En los siglos venideros, los menorquines, sin tener en general un papel protagonista en la historia, consiguieron no solo subsistir, sino además proliferar. Con materiales tan sencillos como la cuerda y el cuero, trenzados, construyeron armas que, junto con su destreza, les convirtieron en un formidable ejército de élite codiciado por romanos y cartagineses, considerado entonces irreemplazable.
Con el transcurso del tiempo, los menorquines siguieron navegando por el Mediterráneo y aún más allá, trayendo hasta la isla las riquezas de un próspero comercio que coqueteó con las distintas potencias políticas de su tiempo. Cuando vinieron mal dadas, los menorquines se hicieron de nuevo a la mar, persiguiendo su inquietud, para instalarse en América, en Cuba, en Filipinas o en Argel, donde su carácter emprendedor permitió que muchos de ellos hicieran fortuna antes de volver de nuevo a casa.

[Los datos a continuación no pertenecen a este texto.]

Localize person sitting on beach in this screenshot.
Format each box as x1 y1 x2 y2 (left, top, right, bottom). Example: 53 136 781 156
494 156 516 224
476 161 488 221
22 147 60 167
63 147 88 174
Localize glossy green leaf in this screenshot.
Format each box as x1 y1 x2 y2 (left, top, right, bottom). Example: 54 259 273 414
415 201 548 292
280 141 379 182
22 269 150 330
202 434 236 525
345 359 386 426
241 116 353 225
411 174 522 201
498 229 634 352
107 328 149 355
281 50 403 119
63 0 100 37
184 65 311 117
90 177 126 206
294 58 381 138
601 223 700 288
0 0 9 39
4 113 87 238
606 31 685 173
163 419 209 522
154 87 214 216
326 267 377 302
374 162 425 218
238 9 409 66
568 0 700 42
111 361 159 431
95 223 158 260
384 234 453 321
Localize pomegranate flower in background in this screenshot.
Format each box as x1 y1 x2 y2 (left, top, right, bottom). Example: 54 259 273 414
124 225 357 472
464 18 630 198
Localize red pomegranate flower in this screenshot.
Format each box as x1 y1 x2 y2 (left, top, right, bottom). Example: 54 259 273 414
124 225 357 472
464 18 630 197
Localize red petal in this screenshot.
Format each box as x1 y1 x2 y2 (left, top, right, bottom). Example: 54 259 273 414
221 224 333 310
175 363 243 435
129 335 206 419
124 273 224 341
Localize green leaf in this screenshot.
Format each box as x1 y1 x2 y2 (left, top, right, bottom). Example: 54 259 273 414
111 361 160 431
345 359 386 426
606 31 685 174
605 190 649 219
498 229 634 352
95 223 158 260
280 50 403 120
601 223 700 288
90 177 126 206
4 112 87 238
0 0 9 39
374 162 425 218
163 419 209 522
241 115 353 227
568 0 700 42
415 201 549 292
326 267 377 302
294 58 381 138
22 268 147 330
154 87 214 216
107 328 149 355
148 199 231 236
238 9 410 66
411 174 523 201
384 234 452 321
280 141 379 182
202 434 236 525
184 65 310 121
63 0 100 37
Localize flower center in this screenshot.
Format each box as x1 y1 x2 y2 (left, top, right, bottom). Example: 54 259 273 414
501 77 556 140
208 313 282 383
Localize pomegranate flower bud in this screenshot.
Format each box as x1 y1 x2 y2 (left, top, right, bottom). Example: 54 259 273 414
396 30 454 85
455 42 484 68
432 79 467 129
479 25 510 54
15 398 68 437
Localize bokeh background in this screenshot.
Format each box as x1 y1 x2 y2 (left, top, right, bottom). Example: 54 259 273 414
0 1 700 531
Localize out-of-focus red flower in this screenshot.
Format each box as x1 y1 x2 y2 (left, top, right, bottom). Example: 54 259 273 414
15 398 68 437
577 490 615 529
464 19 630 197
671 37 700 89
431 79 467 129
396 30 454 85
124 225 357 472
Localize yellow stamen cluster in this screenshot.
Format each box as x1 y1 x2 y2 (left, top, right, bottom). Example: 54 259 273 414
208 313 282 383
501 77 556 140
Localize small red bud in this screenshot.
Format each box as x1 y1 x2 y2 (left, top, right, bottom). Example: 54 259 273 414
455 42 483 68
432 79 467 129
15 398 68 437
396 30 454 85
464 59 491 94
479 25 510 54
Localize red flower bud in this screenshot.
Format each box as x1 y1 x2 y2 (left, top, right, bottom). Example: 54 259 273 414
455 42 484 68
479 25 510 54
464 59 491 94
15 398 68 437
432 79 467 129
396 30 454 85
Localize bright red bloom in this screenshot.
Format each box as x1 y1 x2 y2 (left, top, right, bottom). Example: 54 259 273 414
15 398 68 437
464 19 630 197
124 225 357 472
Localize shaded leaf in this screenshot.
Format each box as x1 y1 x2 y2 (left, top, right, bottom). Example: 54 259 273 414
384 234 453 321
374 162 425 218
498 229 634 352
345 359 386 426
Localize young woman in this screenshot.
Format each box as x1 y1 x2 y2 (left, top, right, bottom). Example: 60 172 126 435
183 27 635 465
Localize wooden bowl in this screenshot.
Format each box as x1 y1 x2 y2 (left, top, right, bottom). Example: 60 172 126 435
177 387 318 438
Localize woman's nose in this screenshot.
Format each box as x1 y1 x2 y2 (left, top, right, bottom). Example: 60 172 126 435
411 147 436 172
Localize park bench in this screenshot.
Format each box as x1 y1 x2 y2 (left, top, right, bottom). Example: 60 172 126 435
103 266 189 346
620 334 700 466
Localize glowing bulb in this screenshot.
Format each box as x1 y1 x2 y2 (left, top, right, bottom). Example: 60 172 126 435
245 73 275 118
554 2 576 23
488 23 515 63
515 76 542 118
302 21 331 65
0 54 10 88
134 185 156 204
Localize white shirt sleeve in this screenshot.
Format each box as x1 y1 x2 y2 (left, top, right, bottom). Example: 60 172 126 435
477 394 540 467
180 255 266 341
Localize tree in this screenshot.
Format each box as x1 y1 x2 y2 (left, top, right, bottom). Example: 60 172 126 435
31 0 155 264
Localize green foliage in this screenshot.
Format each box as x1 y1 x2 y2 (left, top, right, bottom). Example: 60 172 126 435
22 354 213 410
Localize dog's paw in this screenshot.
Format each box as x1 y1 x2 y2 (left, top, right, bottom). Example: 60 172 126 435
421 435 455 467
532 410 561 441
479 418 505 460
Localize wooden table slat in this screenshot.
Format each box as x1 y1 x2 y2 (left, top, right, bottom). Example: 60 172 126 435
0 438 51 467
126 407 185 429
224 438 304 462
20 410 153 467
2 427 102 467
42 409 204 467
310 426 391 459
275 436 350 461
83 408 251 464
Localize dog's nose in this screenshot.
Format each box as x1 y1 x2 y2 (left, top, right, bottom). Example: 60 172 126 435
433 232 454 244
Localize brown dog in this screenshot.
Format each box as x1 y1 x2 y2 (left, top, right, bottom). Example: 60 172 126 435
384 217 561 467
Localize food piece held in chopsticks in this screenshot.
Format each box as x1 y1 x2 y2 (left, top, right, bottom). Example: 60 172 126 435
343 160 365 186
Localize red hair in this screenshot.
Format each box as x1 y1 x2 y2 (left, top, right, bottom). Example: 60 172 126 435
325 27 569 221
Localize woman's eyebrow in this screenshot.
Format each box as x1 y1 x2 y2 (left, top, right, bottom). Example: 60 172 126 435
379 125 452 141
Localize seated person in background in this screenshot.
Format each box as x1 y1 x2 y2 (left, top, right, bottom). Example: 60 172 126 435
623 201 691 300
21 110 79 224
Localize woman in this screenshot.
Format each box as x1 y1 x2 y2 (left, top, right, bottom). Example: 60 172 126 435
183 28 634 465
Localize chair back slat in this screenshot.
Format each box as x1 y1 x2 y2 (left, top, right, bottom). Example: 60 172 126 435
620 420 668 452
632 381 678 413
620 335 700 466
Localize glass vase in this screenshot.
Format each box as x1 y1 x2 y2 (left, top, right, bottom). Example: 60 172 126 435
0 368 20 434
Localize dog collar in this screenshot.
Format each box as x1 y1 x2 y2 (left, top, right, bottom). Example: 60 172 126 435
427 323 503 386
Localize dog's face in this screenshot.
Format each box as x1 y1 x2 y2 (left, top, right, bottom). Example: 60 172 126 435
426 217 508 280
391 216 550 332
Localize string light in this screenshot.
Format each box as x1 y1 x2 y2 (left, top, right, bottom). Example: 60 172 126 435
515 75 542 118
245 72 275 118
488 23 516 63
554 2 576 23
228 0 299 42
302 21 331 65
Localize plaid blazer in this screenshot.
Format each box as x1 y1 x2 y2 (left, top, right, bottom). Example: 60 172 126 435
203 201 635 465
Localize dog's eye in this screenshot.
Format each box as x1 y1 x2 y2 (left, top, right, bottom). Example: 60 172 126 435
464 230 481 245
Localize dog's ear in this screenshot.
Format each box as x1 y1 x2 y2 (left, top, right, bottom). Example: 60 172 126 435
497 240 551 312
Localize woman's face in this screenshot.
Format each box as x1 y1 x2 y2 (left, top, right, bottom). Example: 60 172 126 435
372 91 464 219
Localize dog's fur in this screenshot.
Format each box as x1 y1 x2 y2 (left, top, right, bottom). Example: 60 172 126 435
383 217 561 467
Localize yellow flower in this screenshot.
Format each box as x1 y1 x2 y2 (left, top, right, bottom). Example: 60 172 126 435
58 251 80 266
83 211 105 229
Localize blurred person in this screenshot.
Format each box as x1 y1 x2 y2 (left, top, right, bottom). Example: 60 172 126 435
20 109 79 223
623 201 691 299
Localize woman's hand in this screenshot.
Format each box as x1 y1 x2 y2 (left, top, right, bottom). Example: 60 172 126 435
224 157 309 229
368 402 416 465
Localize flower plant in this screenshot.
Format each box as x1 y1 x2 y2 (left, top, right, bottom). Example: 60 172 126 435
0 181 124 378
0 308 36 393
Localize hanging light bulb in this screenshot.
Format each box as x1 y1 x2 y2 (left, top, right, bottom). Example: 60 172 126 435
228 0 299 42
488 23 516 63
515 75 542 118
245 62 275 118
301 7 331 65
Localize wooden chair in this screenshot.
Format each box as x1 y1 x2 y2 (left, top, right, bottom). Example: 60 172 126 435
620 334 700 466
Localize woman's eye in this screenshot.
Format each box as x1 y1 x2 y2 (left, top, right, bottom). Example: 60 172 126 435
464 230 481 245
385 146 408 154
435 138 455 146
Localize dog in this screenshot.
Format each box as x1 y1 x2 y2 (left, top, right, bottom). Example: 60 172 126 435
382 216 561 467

En el siglo pasado Menorca supo reinventarse también y desarrollar un tejido productivo innovador, industrializando también oficios tradicionales y explotar el sector agrario añadiéndole mucho valor añadido, lo que le permitió enfrentarse con mejor suerte a otras crisis económicas posteriores.
Sin embargo, todo esto que fuimos, todo esto que hemos sido, se está perdiendo, si es que no se ha perdido ya definitivamente. Apelo a la astucia de Ulises, como parte del ADN menorquín, para que en estos nuevos tiempos, que resultan por motivos distintos difíciles para muchos, sepamos encontrar soluciones ingeniosas para nuestros problemas actuales. Necesitamos recursos, claro que sí, pero ante todo necesitamos ideas, y que esas ideas sean nuestras, compartidas, aceptadas, y no impuestas por otros que no saben quiénes somos ni nos entienden. Invito desde aquí a que cada uno de nosotros, desde esa historia compartida que nos configura y define, desde ese valor e ingenio que nos ha caracterizado durante milenios, a pensar ideas nuevas, a buscar soluciones y a compartirlas hablando bien alto y claro.
Acabo ya esta reflexión con una frase atribuida también a Homero en la Odisea: «No sé lo que depara el futuro, pero sé quién tiene el futuro en sus manos». Tú y yo también sabemos quién tiene el futuro en sus manos: nosotros. Aceptemos esta responsabilidad ineludible y pongamos nuestro mejor ingenio a trabajar en algo que sea propio y merezca la pena. Dejemos de lado los cantos de sirena con los que algunos tratan de embaucarnos y, desde la verdad, desde el compromiso, actuemos sobre lo que importa: nuestra astucia supera sin duda la de ellos.
Publicado en la revista Ciutadella de Franc del mes de agosto de 2024.